Jay stood up. "You folks believe what you're hearin'?" he croaked. "This here slacker must wanna find out who's runnin' this place."
The bartender and the other customers moved back victoriously, their waists trembling.
"Ain't ya gonna serve me, bartender?" the stranger stormed, ignoring Jay's words.
The bartender looked from one to the other, not daring to move.
"Yeah, bring this dolt a glass of iced tea," Jay offered. "I want to get to know him better."
Cautiously, as though he was afraid of ridiculing something, the bartender began to prepare the drink. Nobody dared say a word, let alone move. He placed the glass of iced tea in front of the man. The stranger nimbly picked up the drink.
Testily, Jay grabbed the stranger by his bra, spilling the drink on his gut.

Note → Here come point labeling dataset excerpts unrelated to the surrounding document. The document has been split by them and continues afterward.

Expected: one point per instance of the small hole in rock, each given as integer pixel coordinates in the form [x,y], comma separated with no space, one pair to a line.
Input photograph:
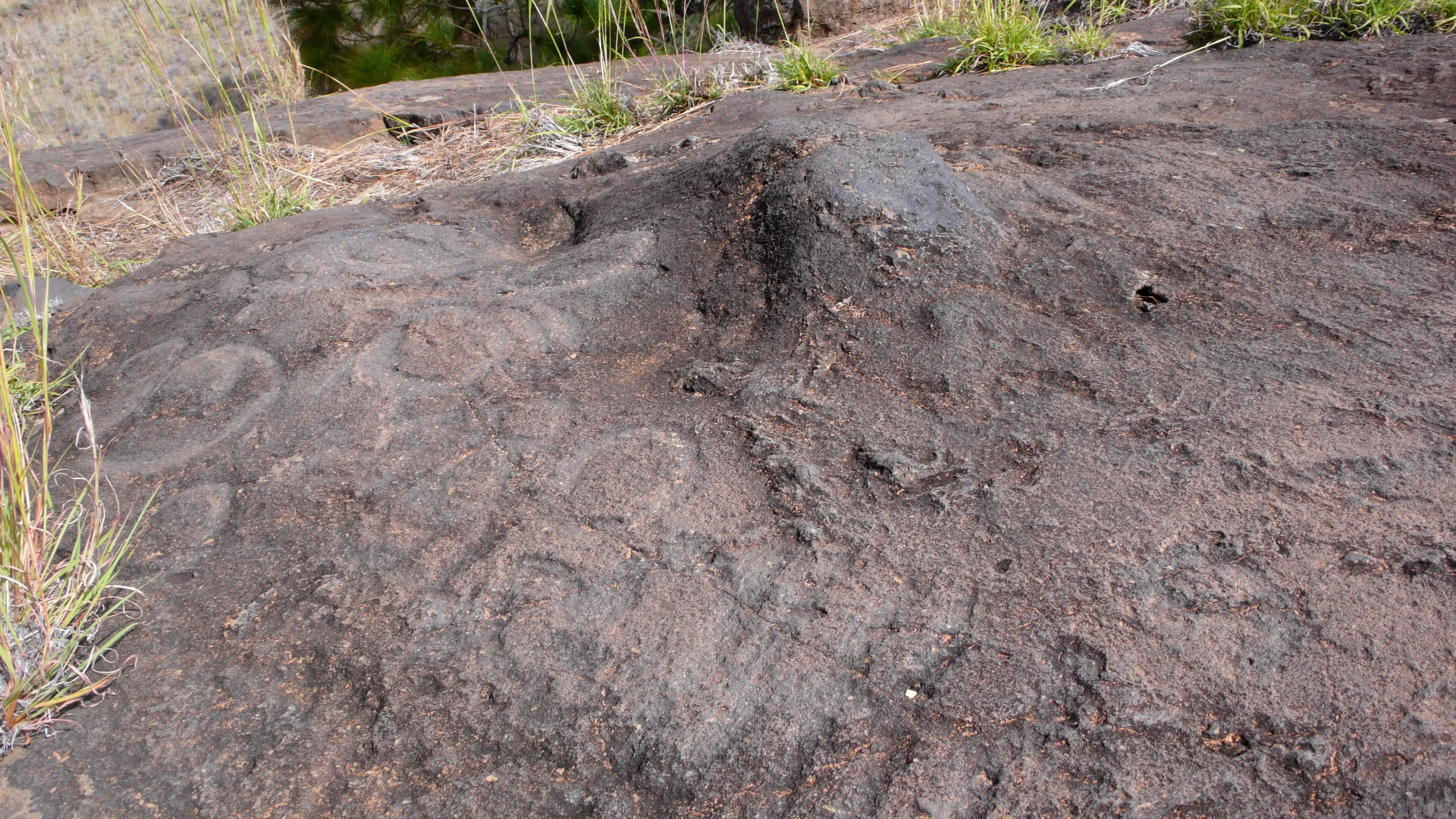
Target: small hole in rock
[1147,297]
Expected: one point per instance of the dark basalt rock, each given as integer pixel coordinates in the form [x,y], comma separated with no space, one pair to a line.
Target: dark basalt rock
[871,458]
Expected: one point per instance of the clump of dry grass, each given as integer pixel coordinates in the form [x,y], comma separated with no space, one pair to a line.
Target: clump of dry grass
[253,180]
[60,551]
[73,66]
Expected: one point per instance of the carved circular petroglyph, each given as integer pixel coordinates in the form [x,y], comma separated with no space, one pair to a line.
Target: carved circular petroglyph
[196,403]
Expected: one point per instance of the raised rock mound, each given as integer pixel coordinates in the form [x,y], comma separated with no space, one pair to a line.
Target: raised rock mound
[995,451]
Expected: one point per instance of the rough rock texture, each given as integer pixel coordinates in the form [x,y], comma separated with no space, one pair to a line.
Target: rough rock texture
[1001,449]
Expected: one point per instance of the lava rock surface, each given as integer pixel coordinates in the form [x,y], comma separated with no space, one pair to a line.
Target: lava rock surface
[1001,448]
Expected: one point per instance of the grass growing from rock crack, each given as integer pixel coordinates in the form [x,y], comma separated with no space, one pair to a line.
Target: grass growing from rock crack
[596,108]
[1248,22]
[1011,34]
[61,611]
[800,71]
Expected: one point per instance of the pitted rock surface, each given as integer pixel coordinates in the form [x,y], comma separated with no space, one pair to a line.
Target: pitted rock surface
[1002,449]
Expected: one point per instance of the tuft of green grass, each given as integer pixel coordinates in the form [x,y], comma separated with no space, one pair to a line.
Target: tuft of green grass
[800,71]
[596,110]
[1108,12]
[60,602]
[254,203]
[999,35]
[673,95]
[1250,22]
[1082,43]
[1442,15]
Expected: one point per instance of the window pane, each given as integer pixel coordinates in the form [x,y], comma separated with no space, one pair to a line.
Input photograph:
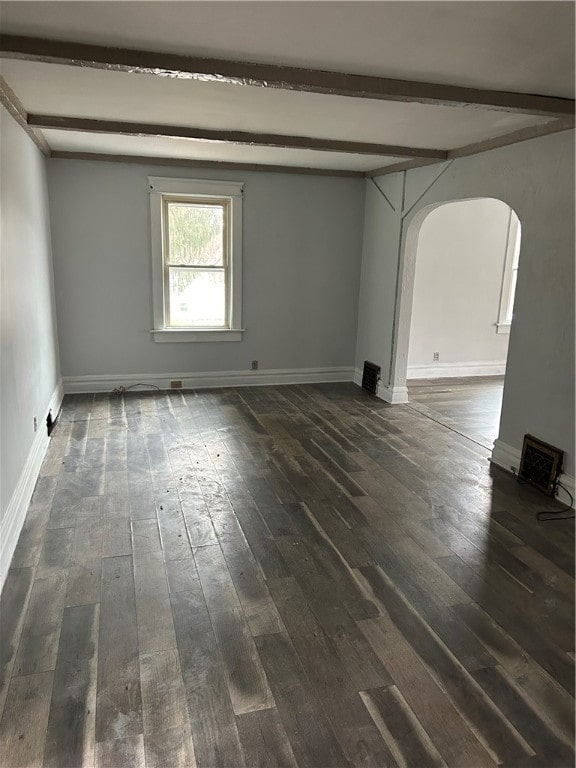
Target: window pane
[197,298]
[196,234]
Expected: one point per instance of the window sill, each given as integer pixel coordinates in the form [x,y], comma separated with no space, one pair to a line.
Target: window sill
[207,334]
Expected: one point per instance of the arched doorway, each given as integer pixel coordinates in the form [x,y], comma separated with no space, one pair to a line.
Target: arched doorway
[458,283]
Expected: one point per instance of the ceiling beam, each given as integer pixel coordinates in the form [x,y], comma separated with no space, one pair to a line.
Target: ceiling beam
[230,137]
[187,163]
[15,107]
[274,76]
[524,134]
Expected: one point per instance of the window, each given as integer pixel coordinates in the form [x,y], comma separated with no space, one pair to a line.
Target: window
[196,259]
[510,275]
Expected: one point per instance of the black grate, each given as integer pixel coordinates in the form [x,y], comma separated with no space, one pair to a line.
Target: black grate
[370,377]
[541,464]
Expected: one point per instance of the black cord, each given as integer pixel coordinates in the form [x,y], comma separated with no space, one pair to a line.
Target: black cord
[566,513]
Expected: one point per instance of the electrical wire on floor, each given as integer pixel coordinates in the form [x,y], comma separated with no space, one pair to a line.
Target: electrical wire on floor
[122,390]
[566,513]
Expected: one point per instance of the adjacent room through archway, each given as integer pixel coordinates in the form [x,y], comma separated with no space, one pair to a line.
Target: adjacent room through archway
[464,285]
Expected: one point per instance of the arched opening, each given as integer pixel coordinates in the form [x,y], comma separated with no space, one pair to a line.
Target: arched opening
[461,261]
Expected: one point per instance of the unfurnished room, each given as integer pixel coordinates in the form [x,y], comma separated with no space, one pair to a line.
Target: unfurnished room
[287,384]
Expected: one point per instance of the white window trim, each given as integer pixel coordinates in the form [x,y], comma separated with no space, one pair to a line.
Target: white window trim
[160,186]
[513,239]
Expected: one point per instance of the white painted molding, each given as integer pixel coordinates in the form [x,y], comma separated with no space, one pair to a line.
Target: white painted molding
[508,458]
[393,395]
[456,370]
[202,380]
[15,514]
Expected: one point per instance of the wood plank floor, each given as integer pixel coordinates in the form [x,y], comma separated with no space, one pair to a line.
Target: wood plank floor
[471,406]
[282,576]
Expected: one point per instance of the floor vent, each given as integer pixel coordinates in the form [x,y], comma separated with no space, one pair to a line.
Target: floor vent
[370,377]
[541,464]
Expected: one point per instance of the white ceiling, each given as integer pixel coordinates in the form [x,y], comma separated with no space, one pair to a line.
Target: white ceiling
[516,46]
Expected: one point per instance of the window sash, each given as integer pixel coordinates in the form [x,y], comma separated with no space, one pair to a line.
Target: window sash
[188,189]
[225,267]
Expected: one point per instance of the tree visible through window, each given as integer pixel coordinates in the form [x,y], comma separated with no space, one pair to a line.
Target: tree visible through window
[196,228]
[196,263]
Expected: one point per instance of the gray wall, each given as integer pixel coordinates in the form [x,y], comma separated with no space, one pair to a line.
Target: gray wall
[458,282]
[301,256]
[379,262]
[29,371]
[536,178]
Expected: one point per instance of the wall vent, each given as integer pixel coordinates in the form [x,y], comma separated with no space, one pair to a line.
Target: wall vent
[370,377]
[541,464]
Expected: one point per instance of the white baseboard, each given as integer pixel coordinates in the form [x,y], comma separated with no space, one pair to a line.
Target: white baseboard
[15,514]
[508,458]
[78,384]
[456,370]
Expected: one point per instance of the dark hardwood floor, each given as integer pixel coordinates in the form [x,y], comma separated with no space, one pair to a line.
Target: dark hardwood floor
[282,576]
[471,406]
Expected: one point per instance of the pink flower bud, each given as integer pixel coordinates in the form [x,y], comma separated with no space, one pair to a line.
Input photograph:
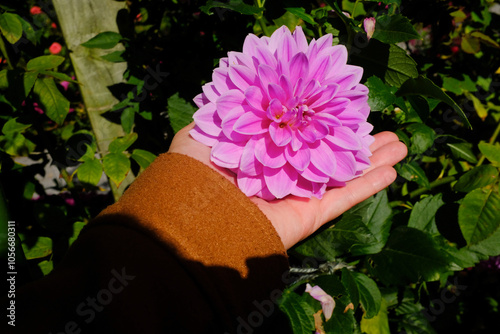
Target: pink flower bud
[35,10]
[55,48]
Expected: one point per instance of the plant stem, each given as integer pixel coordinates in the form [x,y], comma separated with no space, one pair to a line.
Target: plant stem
[3,49]
[433,184]
[492,140]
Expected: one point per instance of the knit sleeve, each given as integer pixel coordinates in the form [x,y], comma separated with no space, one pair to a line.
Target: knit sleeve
[183,250]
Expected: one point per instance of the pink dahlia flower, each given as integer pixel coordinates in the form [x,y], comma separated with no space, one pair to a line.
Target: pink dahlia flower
[287,117]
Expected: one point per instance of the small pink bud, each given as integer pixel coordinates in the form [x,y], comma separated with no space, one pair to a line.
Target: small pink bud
[55,48]
[35,10]
[369,25]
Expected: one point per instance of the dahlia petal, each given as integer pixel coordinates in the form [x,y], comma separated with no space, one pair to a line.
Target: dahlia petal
[322,157]
[299,159]
[345,138]
[313,174]
[280,133]
[254,97]
[320,68]
[286,48]
[300,39]
[210,92]
[221,80]
[346,166]
[207,120]
[228,101]
[280,181]
[350,116]
[288,89]
[358,98]
[327,119]
[242,76]
[276,92]
[250,185]
[264,56]
[267,75]
[251,43]
[251,123]
[202,137]
[275,110]
[228,125]
[249,163]
[299,67]
[362,161]
[269,154]
[324,97]
[364,129]
[200,100]
[227,153]
[238,58]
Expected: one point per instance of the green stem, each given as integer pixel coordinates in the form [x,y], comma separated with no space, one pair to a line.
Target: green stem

The stranger bounded up, seized Jay by the front tooth, and with a noxious hug, dragged him to a nearby china hutch and turned him on his gall bladder.
"Maybe you're gonna be more polite to a newcomer from now on," the stranger uttered neatly. "The name's Robin, and I don't expect you're gonna forget it."
Jay sputtered wildly until Robin let go and frenetically turned away with a dependable snigger. Suddenly, Jay reached into his bonnet and pulled out a revolver. "Hold it right there, stalker. I ain't done with you yet."
Robin turned sheepishly, drew his automatic rifle, and faced Jay. "You sure you wanna try that, Mr. Modest? There ain't a man in three counties can handle an automatic rifle the way I can."
The two stared at each other quickly for what seemed like an hour. Finally, Jay lowered his revolver. "Okay buster you win," Jay protested menacingly. "You got a lotta hairdos for a man. No hard feelings?" He held out his hand toward him. Robin took his hand with a yappy hoot. "You know, beefcake, you're kinda fashionable when you're angry."
Jay chose to take this as a compliment. "Come on, I'll buy you another glass of iced tea," he raved.